Venezuela has fallen on very hard times, with crude oil down to around $50 a barrel. Annual inflation is the highest in the world, and the country’s largest bank note, 100 “strong bolivars,” is now worth a mere 17 U.S. cents.

Now, following the discovery of a potentially rich oil deposit in the contentious Essequibo region in Guyana, Venezuela’s President Nicolás Maduro appears intent on exploiting his neighbor’s land to revive the ailing economy.

The Washington Post observes:

For the past several days, Maduro has been assuring Venezuelans, many of whom are busy queuing up for groceries and basic goods, that his government is working to achieve a “great victory” and take control of the disputed Essequibo, an area equal to two-thirds of Guyanese territory.

Possession of the Essequibo — named for the big jungle river flowing through it — was granted to Guyana, then a British colony, by an arbitration judge in 1899. Venezuela challenged the ruling as unfair in 1962, and the dispute has been quietly simmering ever since.

“We are going to take back what our grandparents left for us,” Maduro told his country last week.
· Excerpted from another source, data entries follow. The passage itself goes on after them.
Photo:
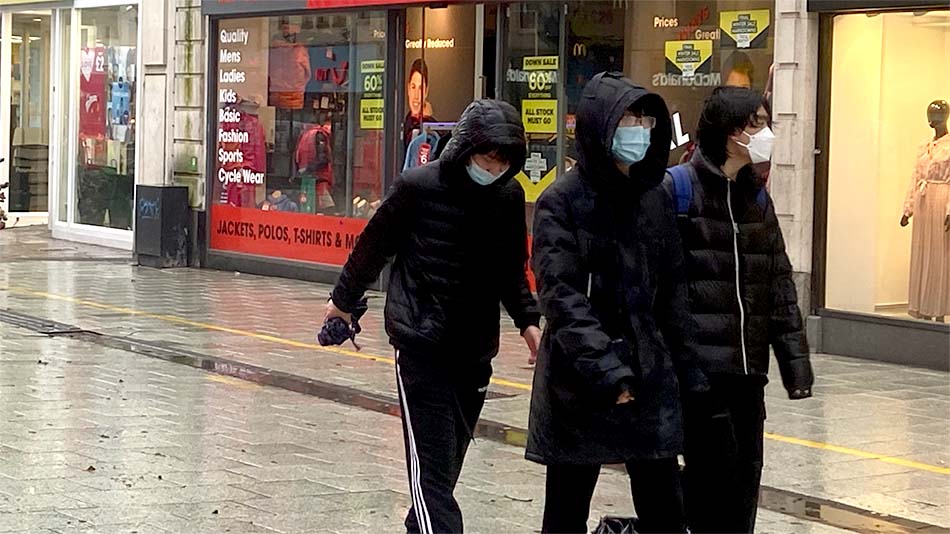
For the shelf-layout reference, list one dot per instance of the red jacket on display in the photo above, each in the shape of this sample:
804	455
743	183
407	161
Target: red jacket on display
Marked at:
289	73
314	156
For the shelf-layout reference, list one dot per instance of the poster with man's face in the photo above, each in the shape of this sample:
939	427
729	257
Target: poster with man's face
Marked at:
440	61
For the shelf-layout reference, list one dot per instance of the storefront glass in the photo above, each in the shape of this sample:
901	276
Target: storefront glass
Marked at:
66	113
680	50
440	77
888	240
298	163
531	80
105	173
30	111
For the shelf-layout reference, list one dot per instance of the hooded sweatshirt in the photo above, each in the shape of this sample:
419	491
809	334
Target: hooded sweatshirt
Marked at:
611	284
458	248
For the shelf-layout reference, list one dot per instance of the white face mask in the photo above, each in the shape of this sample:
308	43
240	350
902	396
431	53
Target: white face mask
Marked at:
759	145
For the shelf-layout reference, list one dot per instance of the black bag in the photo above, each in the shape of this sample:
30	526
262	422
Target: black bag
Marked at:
616	525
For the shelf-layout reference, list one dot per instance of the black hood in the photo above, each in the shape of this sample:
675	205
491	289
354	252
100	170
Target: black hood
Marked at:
484	124
603	102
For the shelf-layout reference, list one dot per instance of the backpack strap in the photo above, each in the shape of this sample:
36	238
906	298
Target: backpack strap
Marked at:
682	188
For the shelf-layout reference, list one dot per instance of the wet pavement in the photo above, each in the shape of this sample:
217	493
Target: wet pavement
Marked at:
873	441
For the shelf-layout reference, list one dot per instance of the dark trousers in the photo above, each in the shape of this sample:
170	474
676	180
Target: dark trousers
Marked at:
724	430
439	412
654	484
He asked U.N. General Secretary Ban Ki-moon to provide a new round of international arbitration, while promising “a great victory” over Guyana “by peaceful means.”
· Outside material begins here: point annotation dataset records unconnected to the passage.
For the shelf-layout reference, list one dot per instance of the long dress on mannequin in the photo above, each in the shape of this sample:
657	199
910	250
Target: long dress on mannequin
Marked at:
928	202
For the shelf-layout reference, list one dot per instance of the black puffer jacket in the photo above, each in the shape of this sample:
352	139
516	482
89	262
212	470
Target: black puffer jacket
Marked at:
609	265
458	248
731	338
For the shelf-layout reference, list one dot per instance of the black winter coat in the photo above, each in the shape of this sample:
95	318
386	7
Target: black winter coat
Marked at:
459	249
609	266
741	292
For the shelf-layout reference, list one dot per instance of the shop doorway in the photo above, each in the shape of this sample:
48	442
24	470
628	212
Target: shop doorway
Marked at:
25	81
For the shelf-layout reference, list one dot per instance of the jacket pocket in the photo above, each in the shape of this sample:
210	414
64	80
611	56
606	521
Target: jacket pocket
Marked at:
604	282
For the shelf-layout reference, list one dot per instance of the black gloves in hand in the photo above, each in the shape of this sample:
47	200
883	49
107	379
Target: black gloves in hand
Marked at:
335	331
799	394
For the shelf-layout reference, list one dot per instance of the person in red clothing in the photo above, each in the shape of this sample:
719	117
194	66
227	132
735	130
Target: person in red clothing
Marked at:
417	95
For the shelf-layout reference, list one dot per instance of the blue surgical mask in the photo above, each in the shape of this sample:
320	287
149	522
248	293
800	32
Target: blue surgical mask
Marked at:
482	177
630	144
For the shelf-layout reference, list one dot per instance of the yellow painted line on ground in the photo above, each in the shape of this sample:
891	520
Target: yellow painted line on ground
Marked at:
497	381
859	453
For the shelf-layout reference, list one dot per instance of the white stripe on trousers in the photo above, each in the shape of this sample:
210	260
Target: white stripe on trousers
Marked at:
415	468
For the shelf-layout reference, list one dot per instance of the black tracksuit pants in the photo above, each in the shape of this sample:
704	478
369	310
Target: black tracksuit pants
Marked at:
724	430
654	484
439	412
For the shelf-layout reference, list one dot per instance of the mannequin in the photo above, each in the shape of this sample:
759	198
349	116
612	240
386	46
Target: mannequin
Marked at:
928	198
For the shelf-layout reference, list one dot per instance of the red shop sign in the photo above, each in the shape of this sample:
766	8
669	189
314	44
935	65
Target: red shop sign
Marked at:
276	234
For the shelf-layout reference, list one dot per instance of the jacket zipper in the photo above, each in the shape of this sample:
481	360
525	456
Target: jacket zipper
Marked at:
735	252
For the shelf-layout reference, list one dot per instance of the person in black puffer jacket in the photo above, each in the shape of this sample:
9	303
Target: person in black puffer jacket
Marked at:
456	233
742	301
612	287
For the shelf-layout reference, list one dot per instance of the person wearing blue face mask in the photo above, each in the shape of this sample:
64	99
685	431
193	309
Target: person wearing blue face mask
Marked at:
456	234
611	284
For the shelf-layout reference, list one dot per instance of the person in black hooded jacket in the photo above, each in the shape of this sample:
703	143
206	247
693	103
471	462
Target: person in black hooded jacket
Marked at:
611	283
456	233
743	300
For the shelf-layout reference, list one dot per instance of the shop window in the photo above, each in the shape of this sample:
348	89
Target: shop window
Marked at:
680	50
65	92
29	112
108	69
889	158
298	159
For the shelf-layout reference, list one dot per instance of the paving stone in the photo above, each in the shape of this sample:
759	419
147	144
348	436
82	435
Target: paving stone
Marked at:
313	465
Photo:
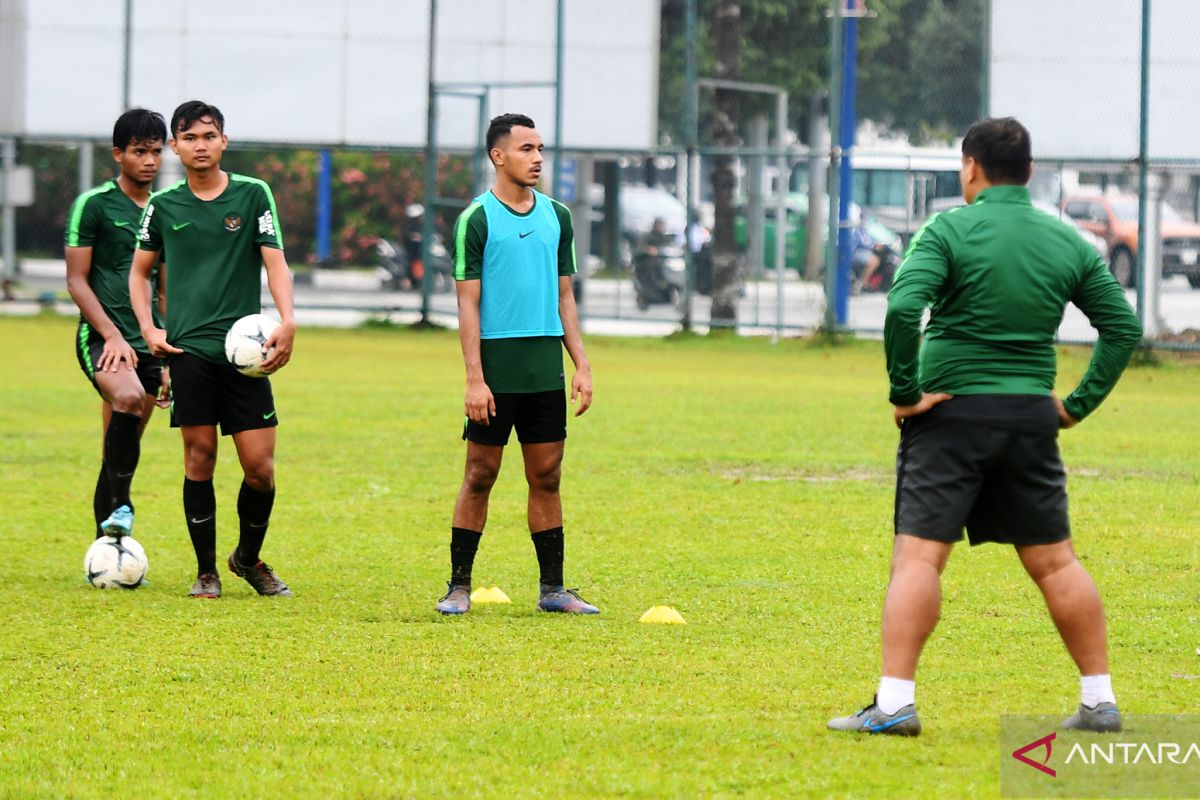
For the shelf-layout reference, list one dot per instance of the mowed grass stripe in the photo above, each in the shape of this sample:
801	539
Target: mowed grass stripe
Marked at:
744	483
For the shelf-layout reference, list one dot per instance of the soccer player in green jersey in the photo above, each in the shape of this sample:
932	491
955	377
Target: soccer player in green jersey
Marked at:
219	230
100	241
979	420
514	258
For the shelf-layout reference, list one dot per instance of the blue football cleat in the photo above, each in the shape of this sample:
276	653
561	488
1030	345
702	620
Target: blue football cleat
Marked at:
871	720
563	601
456	600
1102	717
119	523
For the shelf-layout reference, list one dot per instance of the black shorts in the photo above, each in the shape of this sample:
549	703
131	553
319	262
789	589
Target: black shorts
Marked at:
90	344
216	394
985	462
538	416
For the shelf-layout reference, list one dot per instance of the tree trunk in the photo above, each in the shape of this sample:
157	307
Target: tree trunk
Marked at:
726	280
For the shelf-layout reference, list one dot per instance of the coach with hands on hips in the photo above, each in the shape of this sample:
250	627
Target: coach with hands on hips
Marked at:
978	417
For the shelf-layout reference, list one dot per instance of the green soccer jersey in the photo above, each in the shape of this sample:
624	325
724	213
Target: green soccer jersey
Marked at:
214	263
996	277
519	258
106	220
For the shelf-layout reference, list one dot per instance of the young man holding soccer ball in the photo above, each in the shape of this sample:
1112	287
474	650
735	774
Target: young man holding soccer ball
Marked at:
514	258
220	229
100	242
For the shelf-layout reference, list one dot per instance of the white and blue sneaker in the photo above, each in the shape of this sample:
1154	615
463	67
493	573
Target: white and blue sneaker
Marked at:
871	720
1102	717
119	523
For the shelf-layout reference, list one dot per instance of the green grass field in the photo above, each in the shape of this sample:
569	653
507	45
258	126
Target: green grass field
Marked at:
744	483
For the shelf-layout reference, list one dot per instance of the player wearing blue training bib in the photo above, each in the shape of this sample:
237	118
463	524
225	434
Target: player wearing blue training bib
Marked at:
514	257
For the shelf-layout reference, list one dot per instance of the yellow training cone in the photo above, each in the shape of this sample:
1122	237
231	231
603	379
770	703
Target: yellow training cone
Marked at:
483	596
663	615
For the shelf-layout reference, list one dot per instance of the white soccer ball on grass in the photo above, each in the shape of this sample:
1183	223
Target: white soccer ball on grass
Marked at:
245	341
115	563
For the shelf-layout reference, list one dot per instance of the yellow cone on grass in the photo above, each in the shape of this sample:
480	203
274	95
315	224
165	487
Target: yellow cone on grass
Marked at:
663	615
483	596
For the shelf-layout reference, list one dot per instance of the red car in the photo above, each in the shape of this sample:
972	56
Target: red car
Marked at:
1114	217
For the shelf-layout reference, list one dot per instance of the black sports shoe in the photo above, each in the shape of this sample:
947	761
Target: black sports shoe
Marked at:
259	576
207	585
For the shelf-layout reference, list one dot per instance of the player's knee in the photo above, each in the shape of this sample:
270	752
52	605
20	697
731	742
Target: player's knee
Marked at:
480	477
129	400
546	480
261	476
199	462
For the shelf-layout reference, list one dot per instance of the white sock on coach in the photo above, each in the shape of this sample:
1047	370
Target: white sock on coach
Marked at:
1096	689
894	693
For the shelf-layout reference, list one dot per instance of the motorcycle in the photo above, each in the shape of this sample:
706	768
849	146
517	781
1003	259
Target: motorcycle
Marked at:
881	278
396	270
660	276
Maduro has assigned a retired army colonel, Pompeyo Torrealba, to lead a newly formed government agency, the “Essequibo Rescue Office,” whose plans include issuing 200,000 Venezuelan identification cards to the Guyanese living in the area.

Torrealba said it would devise an advertising campaign for Guyanese families living in the jungle aimed at “approaching them, getting to know them, winning them over and earning their love.”

Setting aside for a moment the matter of political and economic priorities, the attempt to take control of two-thirds of Guyana is a somewhat strange one in light of the hard-earned reputation of Maduro’s political mentor, the late Hugo Chavez, as a big-hearted, tireless advocate for the world’s poor.

After all, tiny Guyana is one of the most impoverished countries in South America, while Venezuela sits atop the world’s largest proven oil reserves.

Guyana was seemingly intent on closing this petro-gap and cashing in on its geography when it signed an offshore drilling agreement with ExxonMobil. In May, the company announced a “significant find” 120 miles off the Guyanese coast adjacent to the disputed Essequibo.